I used the experience to wisen up. Instead of becoming bitter, I focused on what I could learn from the experience, like how to spot signs that someone is cheating. I realized I could arm myself with those lessons to make me stronger and wiser. This guarded me against possible future hurt and allowed me to trust again without feeling like I was a target of an attack because I was on my guard.
I wanted to be a lover, not a hater. I didn’t want to be someone who changed in a negative way after bad experiences. I wanted to believe in the goodness of people and the greatness of love. This was so much more liberating than being stuck on my trust issues.
I chose happiness. I had to let go of my trust issues if I was going to be happy again because I was allowing them to cause problems in my new relationships. I was always expecting to get hurt, which sucked because it just made me miserable. I was cheating myself out of possibilities of happiness and I didn’t want to do that. I wanted to be happy and my ex wouldn’t take that away from me.
I focused on my relationship goals. I had relationship goals I wanted to achieve, such as finding a great love with someone loyal and honest. But I had to give people the chance to prove that they were trustworthy if I wanted to achieve that. That was the risk I was willing to take to get what I wanted because the prize — a happy, satisfying relationship — was worth it.
I wouldn’t trust easily, just smarter. When my heart got smashed by my ex, I thought trusting other people would be stupid because it would somehow make me vulnerable.
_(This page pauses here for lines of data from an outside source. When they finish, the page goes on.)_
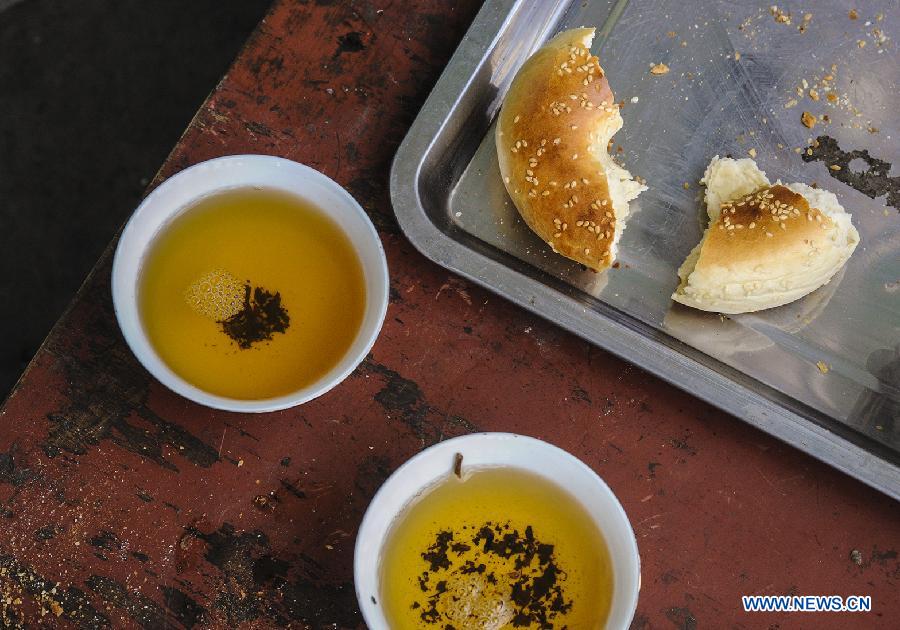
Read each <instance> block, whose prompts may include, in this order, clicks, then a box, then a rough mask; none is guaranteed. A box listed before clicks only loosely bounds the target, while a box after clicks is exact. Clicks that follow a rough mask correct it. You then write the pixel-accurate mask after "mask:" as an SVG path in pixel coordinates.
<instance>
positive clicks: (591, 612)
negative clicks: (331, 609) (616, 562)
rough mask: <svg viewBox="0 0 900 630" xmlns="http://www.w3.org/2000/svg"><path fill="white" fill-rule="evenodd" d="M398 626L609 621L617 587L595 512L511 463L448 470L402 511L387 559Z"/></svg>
mask: <svg viewBox="0 0 900 630" xmlns="http://www.w3.org/2000/svg"><path fill="white" fill-rule="evenodd" d="M381 562H382V565H381V588H380V591H381V605H382V606H383V610H384V612H385V615H386V618H387V620H388V624H389V626H390V627H391V629H392V630H407V629H410V630H411V629H414V628H416V629H427V628H435V630H438V629H439V630H445V629H446V628H453V629H454V630H469V629H471V630H475V629H478V630H500V629H501V628H579V629H582V630H589V629H594V628H602V627H603V625H604V623H605V621H606V617H607V615H608V614H609V608H610V604H611V600H612V593H613V575H612V565H611V562H610V558H609V551H608V549H607V547H606V542H605V541H604V539H603V536H602V534H601V533H600V531H599V530H598V529H597V527H596V525H595V524H594V521H593V520H592V519H591V517H590V516H589V515H588V514H587V512H586V511H585V509H584V508H583V507H582V506H581V504H579V503H578V502H577V500H576V499H575V498H574V497H572V496H571V495H569V494H568V493H567V492H566V491H565V490H563V489H562V488H560V487H558V486H557V485H555V484H554V483H552V482H550V481H547V480H545V479H544V478H542V477H539V476H537V475H534V474H531V473H528V472H525V471H522V470H518V469H513V468H482V469H475V470H473V471H470V472H468V473H467V474H465V475H463V476H462V477H461V478H457V477H456V476H450V477H449V478H448V479H447V480H445V481H442V482H441V483H439V484H438V485H437V486H435V487H434V488H433V489H431V490H430V491H428V492H426V493H425V494H424V495H423V496H422V497H420V498H418V499H417V500H416V501H415V502H414V503H413V504H412V505H411V506H410V507H408V508H406V510H405V512H404V513H403V514H401V515H400V516H399V517H398V521H397V523H396V524H395V525H394V526H393V528H392V530H391V532H390V534H389V536H388V541H387V543H386V545H385V547H384V550H383V553H382V559H381Z"/></svg>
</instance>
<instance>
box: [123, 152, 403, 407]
mask: <svg viewBox="0 0 900 630" xmlns="http://www.w3.org/2000/svg"><path fill="white" fill-rule="evenodd" d="M251 186H252V187H261V188H267V189H274V190H280V191H285V192H288V193H291V194H294V195H296V196H298V197H302V198H303V199H306V200H307V201H309V202H311V203H312V204H313V205H315V206H317V207H318V208H321V209H322V211H323V212H326V213H327V214H328V216H330V217H331V218H332V220H334V221H335V222H336V223H337V224H338V225H339V226H340V227H341V228H342V229H343V231H344V233H345V234H346V235H347V237H348V238H349V239H350V242H351V243H352V245H353V247H354V249H355V250H356V254H357V256H359V259H360V262H361V264H362V267H363V272H364V275H365V283H366V309H365V313H364V315H363V321H362V325H361V326H360V329H359V332H357V335H356V339H355V340H354V342H353V344H352V345H351V346H350V349H349V350H347V353H346V354H345V355H344V357H343V359H341V361H340V362H339V363H338V364H337V365H335V366H334V367H333V368H332V369H331V370H330V371H329V372H328V373H327V374H325V375H324V376H322V378H320V379H318V380H317V381H316V382H314V383H312V384H310V385H308V386H306V387H304V388H303V389H300V390H297V391H296V392H293V393H291V394H287V395H285V396H278V397H276V398H267V399H262V400H240V399H234V398H228V397H225V396H216V395H214V394H210V393H208V392H205V391H203V390H201V389H199V388H197V387H195V386H194V385H191V384H190V383H188V382H187V381H186V380H184V379H183V378H181V377H180V376H178V375H177V374H175V372H173V371H172V370H171V369H170V368H169V366H167V365H166V364H165V363H164V362H163V360H162V359H161V358H160V357H159V355H158V354H157V353H156V350H155V349H154V348H153V346H152V345H151V343H150V340H149V339H148V338H147V334H146V332H145V330H144V327H143V324H142V323H141V318H140V314H139V312H138V297H137V292H138V286H139V278H140V273H141V267H142V264H143V261H144V256H145V254H146V253H147V249H148V246H149V245H150V244H151V243H152V242H153V239H154V237H155V236H156V235H157V234H158V233H159V232H160V230H162V229H164V228H165V227H167V226H168V224H169V223H170V222H171V221H172V220H173V219H174V218H175V217H177V216H178V215H179V214H181V213H182V212H183V211H184V210H186V209H187V208H189V207H191V206H192V205H194V204H195V203H196V202H197V201H198V200H199V199H201V198H203V197H207V196H209V195H211V194H215V193H218V192H222V191H225V190H229V189H234V188H246V187H251ZM112 296H113V306H114V307H115V310H116V318H117V319H118V320H119V327H120V328H121V329H122V334H123V335H124V336H125V341H127V342H128V345H129V347H130V348H131V350H132V352H134V354H135V356H136V357H137V358H138V360H139V361H140V362H141V363H142V364H143V365H144V367H145V368H147V370H148V371H149V372H150V373H151V374H153V376H155V377H156V378H157V379H159V381H160V382H161V383H162V384H163V385H165V386H166V387H168V388H169V389H171V390H173V391H174V392H176V393H178V394H181V395H182V396H184V397H185V398H189V399H190V400H193V401H194V402H197V403H200V404H201V405H206V406H207V407H215V408H216V409H225V410H228V411H243V412H263V411H276V410H278V409H287V408H288V407H293V406H295V405H299V404H302V403H304V402H306V401H308V400H312V399H313V398H315V397H317V396H321V395H322V394H324V393H325V392H327V391H328V390H330V389H331V388H332V387H334V386H335V385H337V384H338V383H340V382H341V381H343V380H344V379H345V378H346V377H347V376H348V375H349V374H350V372H352V371H353V370H354V368H356V366H357V365H359V363H360V362H361V361H362V360H363V359H364V358H365V357H366V355H367V354H368V352H369V350H371V348H372V345H373V344H374V343H375V339H376V338H377V337H378V333H379V331H380V330H381V325H382V323H383V321H384V315H385V313H386V312H387V304H388V269H387V260H386V258H385V256H384V249H383V248H382V246H381V239H379V237H378V232H376V231H375V227H374V226H373V225H372V222H371V221H370V220H369V217H368V216H366V213H365V211H364V210H363V209H362V208H361V207H360V205H359V204H358V203H356V200H355V199H353V197H352V196H351V195H350V193H348V192H347V191H346V190H344V189H343V188H341V187H340V185H338V184H337V183H336V182H334V181H333V180H331V179H330V178H328V177H327V176H325V175H323V174H322V173H320V172H318V171H316V170H313V169H311V168H309V167H308V166H304V165H302V164H298V163H297V162H292V161H291V160H285V159H282V158H277V157H271V156H267V155H232V156H227V157H221V158H217V159H214V160H209V161H207V162H201V163H200V164H196V165H194V166H192V167H190V168H188V169H185V170H183V171H181V172H180V173H178V174H177V175H175V176H173V177H170V178H169V179H167V180H166V181H164V182H163V183H162V184H160V186H159V187H158V188H156V189H155V190H154V191H153V192H151V193H150V194H149V195H147V197H146V198H145V199H144V201H143V202H142V203H141V205H140V206H138V208H137V210H135V211H134V214H133V215H132V216H131V219H129V221H128V224H127V225H126V226H125V230H124V231H123V232H122V236H121V238H120V239H119V244H118V246H117V247H116V255H115V258H114V260H113V269H112Z"/></svg>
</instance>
But then I realized it was all about how I trusted. I wouldn’t be handing out my trust. Only a few people deserved it and I would be more selective of who they were.
I knew it would be better to try. I knew that trusting people would be difficult and scary, but the alternative was never to trust anyone, and that was stupid. I wanted to have the experiences that helped me grow and I wanted a shot at happiness. I couldn’t control what people did to me, but I would rather be hurt than keep my heart locked up behind glass. That would be so much worse.
I raised my standards. Getting cheating on made me see that the type of guy my ex was was not what I wanted. It was a tough lesson but it helped me raise my standards so I could focus on choosing someone who was more my type. Someone who would be honest and upfront, someone who was loyal. This put me in a more empowered position and decreased my chances of being hurt again.
I started trusting myself. The cheater broke my trust, but he wouldn’t break me. I learned the importance of trusting myself, more than any other person. I had to trust my inner voice that had been shouting at me for months to notice the signs that I was getting played. If I could trust myself and that I would GTFO if a relationship wasn’t right for me, then no one would be able to hurt me. I would be able to deal with anything guys threw at me because I’d be looking out for me whole-heartedly. Nothing could break me if I loved and valued myself. Hell yeah.